Learn to play. Learn the Open Sesame to a fantastic, rich, thrilling World.

Imagine the deepest sharing of souls and intellects -- almost as intimate as the Vulcan Mind Meld -- between two strangers on a ship or a train without a single word spoken.

Imagine fear, treachery, betrayal, courage, sacrifice, triumph, despair, euphoria, humiliation -- and you only speak deutsches, and your opponent only speaks Uzbek. I played a couple of Cuban old men in the all-night chess and domino park on Calle Ocho/Little Havana in Miami, no more than four words were (or could have been) exchanged, but for an hour we were in the most ferocious competition the brain or emotions could imagine. (Well ... maybe it wasn't quite as ferocious for these old men. One of them yawned a lot.) One of the greatest world champions in history was the Cuban Capablanca.

It's no longer an All-Boys club.

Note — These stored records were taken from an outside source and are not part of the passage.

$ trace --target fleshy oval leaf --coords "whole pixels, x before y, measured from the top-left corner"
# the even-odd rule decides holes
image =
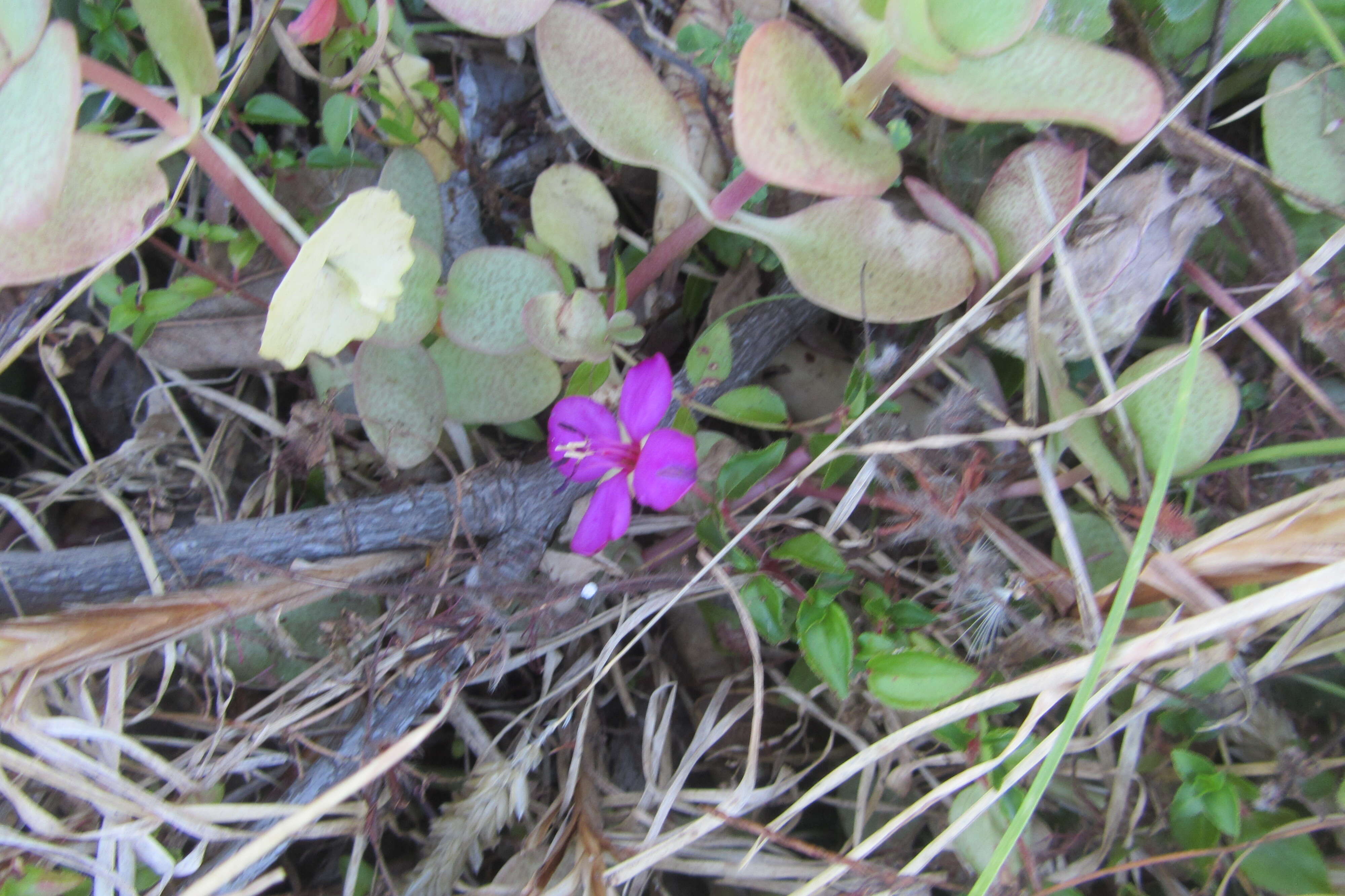
[[[869,693],[893,709],[933,709],[971,687],[979,675],[956,659],[902,650],[869,661]]]
[[[77,132],[51,217],[0,227],[0,287],[63,277],[133,246],[145,215],[168,198],[155,149]]]
[[[931,71],[952,71],[959,59],[935,31],[932,0],[888,0],[888,38],[902,58]]]
[[[691,164],[682,108],[607,19],[577,3],[555,3],[537,23],[537,61],[570,124],[599,152],[706,192]]]
[[[904,221],[881,199],[829,199],[785,218],[738,213],[740,222],[748,223],[741,233],[775,249],[800,293],[853,320],[924,320],[975,287],[962,239],[924,221]]]
[[[402,200],[402,211],[416,218],[412,235],[434,252],[444,250],[444,210],[438,182],[425,156],[408,147],[393,149],[378,175],[378,186]]]
[[[530,351],[523,305],[561,289],[551,262],[507,246],[464,252],[448,269],[440,326],[464,348],[488,355]]]
[[[434,330],[440,312],[438,276],[443,273],[440,250],[412,237],[412,252],[416,260],[402,274],[397,316],[381,320],[378,330],[369,338],[370,342],[381,346],[418,346]]]
[[[1049,211],[1041,207],[1033,165],[1041,174]],[[976,206],[976,221],[994,241],[1003,270],[1018,264],[1075,207],[1083,195],[1087,170],[1087,149],[1075,151],[1049,140],[1037,140],[1009,153]],[[1042,249],[1022,273],[1029,274],[1046,264],[1052,252],[1050,246]]]
[[[763,180],[829,196],[876,196],[901,174],[888,133],[845,104],[841,73],[803,28],[760,26],[738,57],[733,140]]]
[[[590,288],[601,288],[607,276],[597,253],[616,239],[617,218],[603,180],[584,165],[551,165],[538,175],[529,203],[538,239],[578,268]]]
[[[420,346],[366,342],[355,354],[355,409],[389,467],[414,467],[433,453],[448,418],[444,378]]]
[[[1046,0],[929,0],[939,39],[963,57],[989,57],[1018,43]]]
[[[38,48],[50,13],[51,0],[0,4],[0,83]]]
[[[1186,346],[1165,346],[1151,351],[1116,377],[1116,386],[1127,386],[1149,371],[1186,354]],[[1163,443],[1167,439],[1167,425],[1171,420],[1173,396],[1181,382],[1181,366],[1158,375],[1153,382],[1141,386],[1139,391],[1126,398],[1122,406],[1135,429],[1139,447],[1145,452],[1145,465],[1157,468],[1162,457]],[[1228,369],[1213,351],[1200,352],[1196,363],[1196,382],[1190,402],[1186,406],[1186,421],[1177,440],[1177,463],[1174,476],[1184,476],[1202,467],[1220,449],[1228,433],[1237,422],[1241,397],[1237,385],[1228,375]]]
[[[523,34],[546,15],[551,0],[426,0],[456,26],[487,38]]]
[[[523,305],[523,330],[533,347],[555,361],[601,363],[612,355],[607,340],[607,308],[588,289],[565,297],[543,292]]]
[[[0,85],[0,229],[36,227],[62,195],[79,110],[79,43],[52,22]]]
[[[924,180],[908,176],[902,184],[925,218],[962,237],[971,253],[971,264],[976,268],[978,288],[983,289],[999,278],[999,257],[985,227]]]
[[[429,355],[444,377],[448,416],[459,422],[518,422],[542,413],[561,394],[560,367],[535,348],[483,355],[440,339]]]
[[[1345,203],[1345,71],[1287,59],[1266,86],[1262,129],[1276,175],[1325,202]],[[1332,128],[1330,124],[1336,122]]]
[[[1045,31],[1003,52],[939,74],[898,59],[893,81],[912,100],[959,121],[1049,120],[1134,143],[1163,113],[1158,77],[1115,50]]]
[[[179,93],[204,97],[219,86],[215,42],[200,0],[130,0],[145,40]]]

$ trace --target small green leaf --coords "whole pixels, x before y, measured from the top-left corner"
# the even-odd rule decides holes
[[[869,661],[869,690],[893,709],[933,709],[975,683],[979,673],[956,659],[904,650]]]
[[[757,576],[742,587],[742,603],[763,638],[772,644],[788,640],[792,626],[785,622],[784,589],[768,576]]]
[[[792,560],[796,564],[818,572],[843,573],[847,570],[845,557],[830,541],[815,531],[795,535],[771,552],[776,560]]]
[[[748,451],[732,457],[716,482],[720,496],[736,500],[748,494],[752,486],[761,482],[767,474],[780,465],[788,443],[780,439],[759,451]]]
[[[350,129],[359,118],[359,101],[348,93],[334,93],[323,104],[323,140],[332,149],[346,145]]]
[[[850,696],[854,666],[854,634],[839,604],[830,604],[822,616],[799,635],[799,647],[808,666],[842,700]]]
[[[753,424],[783,424],[790,418],[784,398],[768,386],[742,386],[726,391],[714,401],[714,409],[734,421]]]
[[[296,109],[289,100],[274,93],[258,93],[243,106],[243,121],[247,124],[308,124],[308,116]]]
[[[686,357],[686,378],[691,390],[728,379],[733,370],[733,336],[729,324],[717,320],[697,338]]]

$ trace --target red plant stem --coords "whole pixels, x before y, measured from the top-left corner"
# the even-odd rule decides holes
[[[734,211],[746,204],[746,200],[764,186],[764,180],[751,171],[744,171],[728,187],[721,190],[720,195],[710,200],[710,213],[716,221],[728,221]],[[635,265],[635,269],[625,278],[625,295],[632,299],[643,295],[668,265],[690,252],[691,246],[713,229],[714,221],[699,214],[683,221],[663,242],[650,249],[650,254],[644,256],[640,264]]]
[[[144,109],[149,117],[159,122],[159,126],[175,137],[186,136],[190,125],[187,120],[178,114],[178,110],[164,100],[149,93],[143,83],[128,74],[117,71],[109,65],[104,65],[89,57],[79,57],[79,74],[85,81],[109,90],[126,102]],[[187,152],[196,160],[200,170],[215,182],[215,186],[229,196],[229,200],[238,209],[243,221],[257,231],[276,258],[286,268],[295,262],[299,254],[299,245],[291,239],[285,229],[262,207],[257,199],[247,192],[238,175],[230,170],[202,135],[192,137],[187,144]]]
[[[1197,265],[1194,261],[1184,261],[1181,264],[1181,269],[1182,273],[1190,277],[1192,283],[1200,287],[1201,292],[1209,296],[1209,300],[1229,318],[1236,318],[1245,311],[1245,308],[1243,308],[1237,300],[1233,299],[1227,289],[1224,289],[1223,284],[1215,280],[1208,270]],[[1289,374],[1290,379],[1298,383],[1298,387],[1302,389],[1307,397],[1326,413],[1328,417],[1334,420],[1341,428],[1345,428],[1345,413],[1341,413],[1341,409],[1336,406],[1336,402],[1332,401],[1325,391],[1322,391],[1321,386],[1318,386],[1311,377],[1303,373],[1303,370],[1298,366],[1298,362],[1294,361],[1294,357],[1284,350],[1284,346],[1279,344],[1279,340],[1275,339],[1275,336],[1272,336],[1259,320],[1255,318],[1244,320],[1241,323],[1241,330],[1252,338],[1252,342],[1262,347],[1262,351],[1270,355],[1271,359],[1279,365],[1280,370]]]

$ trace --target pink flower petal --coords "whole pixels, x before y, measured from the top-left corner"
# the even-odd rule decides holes
[[[625,476],[608,479],[589,500],[584,519],[574,530],[570,550],[577,554],[596,554],[607,542],[620,538],[631,527],[631,492]]]
[[[631,439],[639,441],[663,422],[671,401],[672,371],[668,370],[668,359],[658,354],[627,371],[616,413]]]
[[[308,5],[285,31],[299,46],[324,40],[336,24],[336,3],[338,0],[308,0]]]
[[[633,455],[621,441],[616,418],[592,398],[561,398],[546,422],[546,449],[564,476],[593,482],[609,470],[620,470]]]
[[[695,484],[695,440],[677,429],[656,429],[635,464],[635,499],[667,510]]]

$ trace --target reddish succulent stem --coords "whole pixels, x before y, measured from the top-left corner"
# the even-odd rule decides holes
[[[130,75],[89,57],[79,57],[79,73],[85,81],[91,81],[126,102],[144,109],[149,117],[159,122],[159,126],[165,133],[175,137],[187,135],[190,128],[187,120],[171,104],[149,93],[145,85]],[[215,182],[215,186],[229,196],[229,200],[238,209],[238,214],[257,231],[257,235],[262,238],[276,258],[286,268],[293,264],[295,257],[299,254],[299,246],[285,233],[285,229],[257,202],[256,196],[247,192],[247,187],[243,186],[242,180],[238,179],[238,175],[233,172],[225,160],[219,157],[219,153],[206,143],[206,139],[198,133],[187,144],[187,152],[196,160],[200,170]]]
[[[734,211],[746,204],[746,200],[764,186],[764,180],[751,171],[744,171],[728,187],[721,190],[720,195],[710,200],[710,213],[714,214],[716,221],[728,221]],[[670,233],[667,239],[650,249],[650,254],[644,256],[640,264],[635,265],[635,269],[625,278],[625,295],[632,299],[642,295],[659,278],[659,274],[668,265],[690,252],[691,246],[713,229],[714,221],[702,215],[691,215],[682,222],[681,227]]]

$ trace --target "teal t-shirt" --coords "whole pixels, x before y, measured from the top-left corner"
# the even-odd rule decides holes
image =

Two of the world's finest competitive players today are the Hungarian Polgar sisters, Judit and Zsuzsa
. As teenagers, they were coached by Bobby Fischer during his fugitive wanderings to elude American authorities.

Despite what you may have seen in fancy movies, serious chessplayers only use the familiar, classic Staunton design, and most of the time use cheap toy store plastic sets which can stand up to a lot of physical abuse -- after each capture, the piece is banged roughly against the button on the chess clock to stop your clock and start your opponent's.

Using the hundreds or thousands of more artistic, beautiful, clever, expensive designs -- Napoleon versus Wellington, Civil War, Alice in Wonderland, Hannibal versus the Romans, The Fellowship of the Ring versus Mordor, etc. -- just confuses real chessplayers.

But for Beauty and Evocation, sculptors and collectors find magnificent chess sets an infinite source of inspiration.

These are chesspieces produced at the Tula arms factory of Russia in the eighteenth and early nineteenth centuries. (More images.) The box and chessmen, now in the Hermitage Museum, St. Petersburg, were made by Andreyan Sukhanov in 1782. Forty-four pieces have survived. The steel surfaces are decorated with gold and silver inlays and diamond-cut heads.